ASU’s Mari Koerner and David Garcia weigh in on the secrets to graduate student sanity. When the acceptance letter came, your heart soared. Here was your chance to get back in the student’s chair! You foresaw yourself reading scholarly journals by lamplight, fueled by curiosity and passion alone.Sep 15, 2015
ASU’s Mari Koerner and David Garcia weigh in on the secrets to graduate student sanity.
When the acceptance letter came, your heart soared. Here was your chance to get back in the student’s chair! You foresaw yourself reading scholarly journals by lamplight, fueled by curiosity and passion alone. You imagined your degree framed over your desk, commanding attention and respect. Your fully charged batteries buzzed with excitement.
And then reality set in. Teaching hours extended in both directions, and no matter how early you came or late you left, the planning and grading and meetings piled up higher. Mix in family obligations and the hopes of having a social life — nay, sleep — and your enthusiasm began to circle the drain.
What you need is a plan, and we’ve got just that. These tips will help strengthen your resolve and preserve your sanity on the road to your graduate degree.
1. Double dip. Earning your master’s while staying on top of your teaching responsibilities is an inarguable challenge. But there’s magic in the partnership of work and study. Dr. Mari Koerner, dean of ASU’s Mary Lou Fulton Teachers College, acknowledges that “Sure, the time demands are real,” but the continuous learning and professional development should fight potential burnout. “A good graduate program should have the opposite effect. It should inspire and energize you to synthesize what you are learning in our program with what you learn by doing every day in the classroom.”
Another perk of your student-teacher lifestyle? You’ll be able to let your day job overlap with your coursework. Use the tools discovered in your graduate classes in your own classroom. On the flip side, many graduate education courses will encourage you to use your own classroom as a research platform. Ultimately, this saves you time and stress, in addition to giving you plenty of practical fodder for class discussions.

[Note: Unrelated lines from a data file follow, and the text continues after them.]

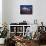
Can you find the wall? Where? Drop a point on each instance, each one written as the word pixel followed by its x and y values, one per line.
pixel 0 13
pixel 12 11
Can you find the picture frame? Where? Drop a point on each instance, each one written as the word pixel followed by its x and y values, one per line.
pixel 26 9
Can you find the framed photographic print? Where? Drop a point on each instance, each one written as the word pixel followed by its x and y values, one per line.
pixel 25 9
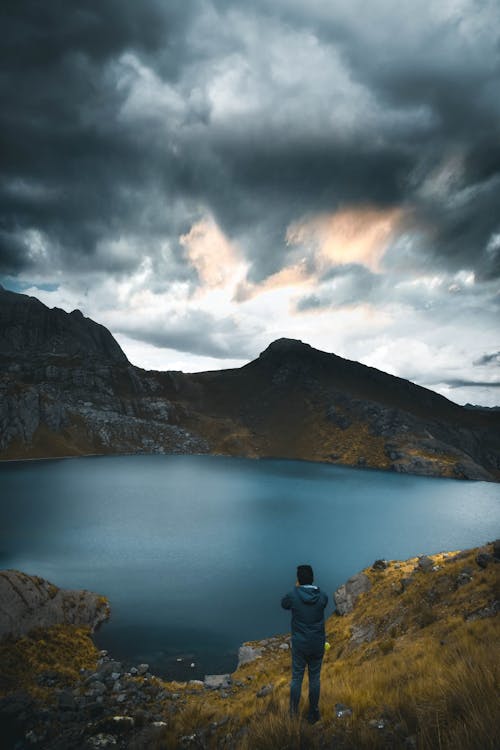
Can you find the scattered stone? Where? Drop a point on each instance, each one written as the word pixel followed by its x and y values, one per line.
pixel 216 681
pixel 264 691
pixel 108 667
pixel 341 710
pixel 424 564
pixel 411 743
pixel 464 577
pixel 346 595
pixel 405 582
pixel 483 558
pixel 247 654
pixel 490 611
pixel 30 602
pixel 101 740
pixel 66 701
pixel 364 633
pixel 97 688
pixel 376 723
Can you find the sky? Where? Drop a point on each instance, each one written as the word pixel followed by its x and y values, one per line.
pixel 205 176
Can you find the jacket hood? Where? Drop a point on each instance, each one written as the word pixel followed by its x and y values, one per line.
pixel 308 594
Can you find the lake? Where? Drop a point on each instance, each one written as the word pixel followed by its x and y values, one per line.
pixel 194 552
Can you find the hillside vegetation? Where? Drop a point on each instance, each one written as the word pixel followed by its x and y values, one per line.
pixel 413 665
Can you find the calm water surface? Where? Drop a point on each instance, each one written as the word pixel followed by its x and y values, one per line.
pixel 194 552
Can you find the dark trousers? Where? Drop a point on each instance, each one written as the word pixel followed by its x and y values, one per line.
pixel 300 660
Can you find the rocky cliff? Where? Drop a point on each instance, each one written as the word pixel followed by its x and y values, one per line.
pixel 66 388
pixel 410 666
pixel 28 602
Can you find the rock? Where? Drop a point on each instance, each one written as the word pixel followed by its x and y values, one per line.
pixel 101 740
pixel 264 691
pixel 342 711
pixel 489 611
pixel 464 577
pixel 346 595
pixel 380 565
pixel 28 602
pixel 98 688
pixel 247 654
pixel 496 549
pixel 216 681
pixel 364 633
pixel 424 564
pixel 483 558
pixel 66 701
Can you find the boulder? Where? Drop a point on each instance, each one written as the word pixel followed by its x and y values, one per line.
pixel 363 633
pixel 28 602
pixel 216 681
pixel 247 654
pixel 265 691
pixel 346 595
pixel 425 564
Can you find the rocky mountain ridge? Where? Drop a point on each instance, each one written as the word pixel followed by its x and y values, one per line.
pixel 67 388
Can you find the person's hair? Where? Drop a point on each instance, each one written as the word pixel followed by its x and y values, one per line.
pixel 305 574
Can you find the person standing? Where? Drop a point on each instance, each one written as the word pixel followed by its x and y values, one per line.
pixel 307 603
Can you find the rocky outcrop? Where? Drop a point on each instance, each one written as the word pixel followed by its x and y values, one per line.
pixel 28 602
pixel 346 595
pixel 27 325
pixel 66 388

2. Safeguard your motivation. Motivation is cyclical. It goes a little something like this: Motivation + achievement + confidence = more motivation. Makes sense, right? The problem is, this cycle (and your pending success) fizzles out when motivation dwindles — and motivation can be one fickle animal. Once the caffeine wears off or that frustrating parent conference is over, we find ourselves off track and uninspired. And what about big life changes? A lot can happen during a two-year program.

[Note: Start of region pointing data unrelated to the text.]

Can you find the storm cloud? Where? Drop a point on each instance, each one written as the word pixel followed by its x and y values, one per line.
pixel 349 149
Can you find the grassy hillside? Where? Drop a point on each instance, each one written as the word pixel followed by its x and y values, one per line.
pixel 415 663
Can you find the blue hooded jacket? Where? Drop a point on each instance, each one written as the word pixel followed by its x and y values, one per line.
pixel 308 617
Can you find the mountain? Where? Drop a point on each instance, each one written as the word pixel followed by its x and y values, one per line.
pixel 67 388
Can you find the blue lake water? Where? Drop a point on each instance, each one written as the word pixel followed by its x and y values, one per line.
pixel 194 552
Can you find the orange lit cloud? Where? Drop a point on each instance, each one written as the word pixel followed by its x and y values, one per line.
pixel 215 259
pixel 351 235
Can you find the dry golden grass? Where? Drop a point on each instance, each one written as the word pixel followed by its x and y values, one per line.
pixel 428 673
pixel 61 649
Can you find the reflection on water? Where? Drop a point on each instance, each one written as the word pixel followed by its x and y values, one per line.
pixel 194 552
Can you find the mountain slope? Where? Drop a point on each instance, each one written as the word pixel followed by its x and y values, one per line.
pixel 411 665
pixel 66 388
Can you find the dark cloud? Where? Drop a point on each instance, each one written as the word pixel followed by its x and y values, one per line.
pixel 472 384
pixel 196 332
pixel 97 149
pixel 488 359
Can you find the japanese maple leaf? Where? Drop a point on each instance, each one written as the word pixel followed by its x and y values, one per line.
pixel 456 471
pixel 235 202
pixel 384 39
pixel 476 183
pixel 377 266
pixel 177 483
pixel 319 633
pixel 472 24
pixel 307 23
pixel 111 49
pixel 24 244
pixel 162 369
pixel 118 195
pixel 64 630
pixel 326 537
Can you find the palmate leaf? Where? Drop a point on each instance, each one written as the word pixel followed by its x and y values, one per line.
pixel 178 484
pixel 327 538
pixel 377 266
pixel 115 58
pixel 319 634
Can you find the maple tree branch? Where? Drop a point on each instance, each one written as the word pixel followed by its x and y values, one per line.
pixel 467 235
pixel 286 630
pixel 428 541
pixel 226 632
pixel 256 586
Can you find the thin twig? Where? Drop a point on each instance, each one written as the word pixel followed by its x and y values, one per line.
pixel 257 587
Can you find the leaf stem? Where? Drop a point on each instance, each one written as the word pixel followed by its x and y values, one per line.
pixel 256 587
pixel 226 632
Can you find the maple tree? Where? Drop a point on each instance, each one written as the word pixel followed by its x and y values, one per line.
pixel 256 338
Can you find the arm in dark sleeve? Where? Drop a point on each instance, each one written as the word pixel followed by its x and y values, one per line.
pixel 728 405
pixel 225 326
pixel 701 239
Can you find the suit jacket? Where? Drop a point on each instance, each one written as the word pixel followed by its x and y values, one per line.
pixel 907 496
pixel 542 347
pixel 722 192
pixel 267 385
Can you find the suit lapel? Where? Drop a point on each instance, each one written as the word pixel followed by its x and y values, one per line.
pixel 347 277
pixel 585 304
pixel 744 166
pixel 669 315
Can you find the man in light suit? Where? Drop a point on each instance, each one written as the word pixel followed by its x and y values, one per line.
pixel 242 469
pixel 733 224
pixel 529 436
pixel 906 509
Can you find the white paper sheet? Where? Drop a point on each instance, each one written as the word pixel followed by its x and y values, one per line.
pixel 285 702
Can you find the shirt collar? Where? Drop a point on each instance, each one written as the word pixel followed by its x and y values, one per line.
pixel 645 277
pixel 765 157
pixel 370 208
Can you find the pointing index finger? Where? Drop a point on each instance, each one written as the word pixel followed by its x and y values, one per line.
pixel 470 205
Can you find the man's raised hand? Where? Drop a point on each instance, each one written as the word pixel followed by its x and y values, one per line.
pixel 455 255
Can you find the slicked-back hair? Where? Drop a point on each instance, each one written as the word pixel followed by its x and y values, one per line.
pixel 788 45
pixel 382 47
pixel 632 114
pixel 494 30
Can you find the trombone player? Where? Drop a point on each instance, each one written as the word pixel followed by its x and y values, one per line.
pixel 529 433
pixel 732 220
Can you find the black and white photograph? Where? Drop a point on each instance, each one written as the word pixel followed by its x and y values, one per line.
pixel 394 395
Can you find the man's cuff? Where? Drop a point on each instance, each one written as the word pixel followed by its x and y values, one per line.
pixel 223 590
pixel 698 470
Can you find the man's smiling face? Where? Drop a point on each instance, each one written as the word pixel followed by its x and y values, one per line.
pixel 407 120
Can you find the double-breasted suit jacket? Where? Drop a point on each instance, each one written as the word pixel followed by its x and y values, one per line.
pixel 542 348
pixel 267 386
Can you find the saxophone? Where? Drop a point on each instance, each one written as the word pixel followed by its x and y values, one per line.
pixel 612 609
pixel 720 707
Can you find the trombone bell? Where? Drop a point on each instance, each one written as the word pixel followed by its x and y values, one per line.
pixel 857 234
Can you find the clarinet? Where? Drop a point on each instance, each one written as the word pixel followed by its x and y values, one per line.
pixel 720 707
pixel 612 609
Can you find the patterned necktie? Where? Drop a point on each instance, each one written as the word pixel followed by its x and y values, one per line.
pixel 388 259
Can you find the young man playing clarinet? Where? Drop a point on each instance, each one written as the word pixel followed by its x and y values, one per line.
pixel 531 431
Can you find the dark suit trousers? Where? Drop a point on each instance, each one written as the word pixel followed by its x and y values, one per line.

The trick is to plan ahead for roadblocks. “Life happens — students don’t finish graduate programs because they are not smart or talented,” says David Garcia, Ph.D., associate professor at the Mary Lou Fulton Teachers College. “Rather, they struggle because life events interrupt their studies. They get married, promoted, become parents, etc.” The bottom line? “Be prepared to deal with these life events by learning to manage your time and to roll with the punches when life happens.”
The cold, hard truth is that we can’t rely on motivation alone. We’ve got to be proactive and schedule our goals with time allotments and deadlines. Use a calendar that tracks your work and school commitments, and schedule weeks ahead of time so that you don’t trip on intersecting obligations, even when your tank is running on fumes. And no matter what, Garcia urges, “Keep moving forward. It doesn’t matter if your schedule allows you to take only baby steps — take them. Don’t stop. Read a little every day. Write a little every day. It’s hard to restart once you have stopped completely.”

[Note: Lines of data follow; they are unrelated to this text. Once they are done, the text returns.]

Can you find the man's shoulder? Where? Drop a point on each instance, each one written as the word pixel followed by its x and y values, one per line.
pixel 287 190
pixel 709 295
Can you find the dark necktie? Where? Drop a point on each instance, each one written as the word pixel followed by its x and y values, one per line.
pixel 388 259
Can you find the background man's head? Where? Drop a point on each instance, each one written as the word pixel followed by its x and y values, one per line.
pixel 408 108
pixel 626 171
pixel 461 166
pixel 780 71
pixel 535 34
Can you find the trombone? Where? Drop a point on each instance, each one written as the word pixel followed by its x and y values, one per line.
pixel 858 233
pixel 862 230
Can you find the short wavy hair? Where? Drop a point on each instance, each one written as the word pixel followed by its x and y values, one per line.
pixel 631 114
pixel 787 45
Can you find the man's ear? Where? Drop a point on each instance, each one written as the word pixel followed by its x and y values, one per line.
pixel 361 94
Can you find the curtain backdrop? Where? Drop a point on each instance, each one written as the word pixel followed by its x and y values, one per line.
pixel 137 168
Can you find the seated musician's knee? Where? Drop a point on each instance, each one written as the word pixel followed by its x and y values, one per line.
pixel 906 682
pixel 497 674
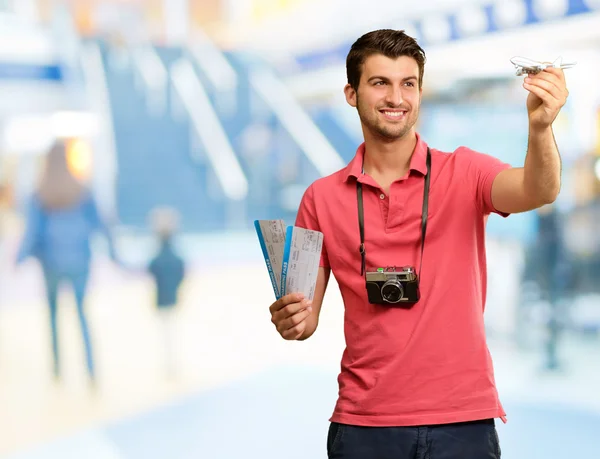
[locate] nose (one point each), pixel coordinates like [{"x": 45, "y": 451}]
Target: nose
[{"x": 394, "y": 96}]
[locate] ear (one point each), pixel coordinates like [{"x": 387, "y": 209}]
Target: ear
[{"x": 350, "y": 94}]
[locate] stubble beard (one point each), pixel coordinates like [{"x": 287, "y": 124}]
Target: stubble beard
[{"x": 378, "y": 127}]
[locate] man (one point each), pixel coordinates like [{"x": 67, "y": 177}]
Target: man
[{"x": 417, "y": 380}]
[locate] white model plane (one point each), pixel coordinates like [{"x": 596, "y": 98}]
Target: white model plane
[{"x": 531, "y": 67}]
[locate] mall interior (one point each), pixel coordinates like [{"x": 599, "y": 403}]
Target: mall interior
[{"x": 201, "y": 116}]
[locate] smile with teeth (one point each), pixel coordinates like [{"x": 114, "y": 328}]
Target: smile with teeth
[{"x": 393, "y": 114}]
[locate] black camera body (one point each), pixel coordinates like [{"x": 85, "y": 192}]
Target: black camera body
[{"x": 393, "y": 286}]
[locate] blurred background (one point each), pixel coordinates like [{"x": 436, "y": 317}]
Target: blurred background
[{"x": 173, "y": 125}]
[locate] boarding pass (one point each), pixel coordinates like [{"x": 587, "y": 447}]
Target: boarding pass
[{"x": 292, "y": 256}]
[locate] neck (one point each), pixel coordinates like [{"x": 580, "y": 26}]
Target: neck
[{"x": 389, "y": 158}]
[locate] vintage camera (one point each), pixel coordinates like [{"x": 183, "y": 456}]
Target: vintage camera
[{"x": 393, "y": 286}]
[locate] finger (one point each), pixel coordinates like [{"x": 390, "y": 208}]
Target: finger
[
  {"x": 549, "y": 77},
  {"x": 546, "y": 85},
  {"x": 290, "y": 310},
  {"x": 294, "y": 320},
  {"x": 295, "y": 332},
  {"x": 556, "y": 71},
  {"x": 544, "y": 95},
  {"x": 285, "y": 300}
]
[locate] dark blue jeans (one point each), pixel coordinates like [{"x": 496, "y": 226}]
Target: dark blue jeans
[
  {"x": 78, "y": 281},
  {"x": 467, "y": 440}
]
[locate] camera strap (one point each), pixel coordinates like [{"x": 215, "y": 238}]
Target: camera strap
[{"x": 361, "y": 217}]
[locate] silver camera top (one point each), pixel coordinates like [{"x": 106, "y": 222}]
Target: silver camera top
[{"x": 404, "y": 273}]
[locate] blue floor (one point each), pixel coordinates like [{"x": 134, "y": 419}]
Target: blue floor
[{"x": 282, "y": 413}]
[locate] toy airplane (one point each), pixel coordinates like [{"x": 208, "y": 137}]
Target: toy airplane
[{"x": 531, "y": 67}]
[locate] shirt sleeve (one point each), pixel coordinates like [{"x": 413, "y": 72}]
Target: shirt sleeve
[
  {"x": 482, "y": 169},
  {"x": 307, "y": 218}
]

3. When you forget why you started, see the big picture. “See the entire experience as an opportunity and an investment in yourself,” Koerner says. Remember that taking courses that allow you to think and read about doing your work better is a luxury, as you are able to “come back to study having a lot of experience and then shape that experience with knowledge.” In other words, your graduate journey deserves to be savored.
Koerner advises making time for educational discourse with other graduate students and experts. “Obtaining a graduate degree allows practitioners to connect with likeminded teachers locally and nationally to collaborate,” she says. Don’t waste the opportunity. Another option: Attend a leadership event to meet and collaborate with other teacher leaders.
Last but not least, Koerner presses not to forget who your professional growth is ultimately impacting. “The point of the further education graduate students are pursuing is to gain the tools and habits of thought required to help them help students as much as possible.”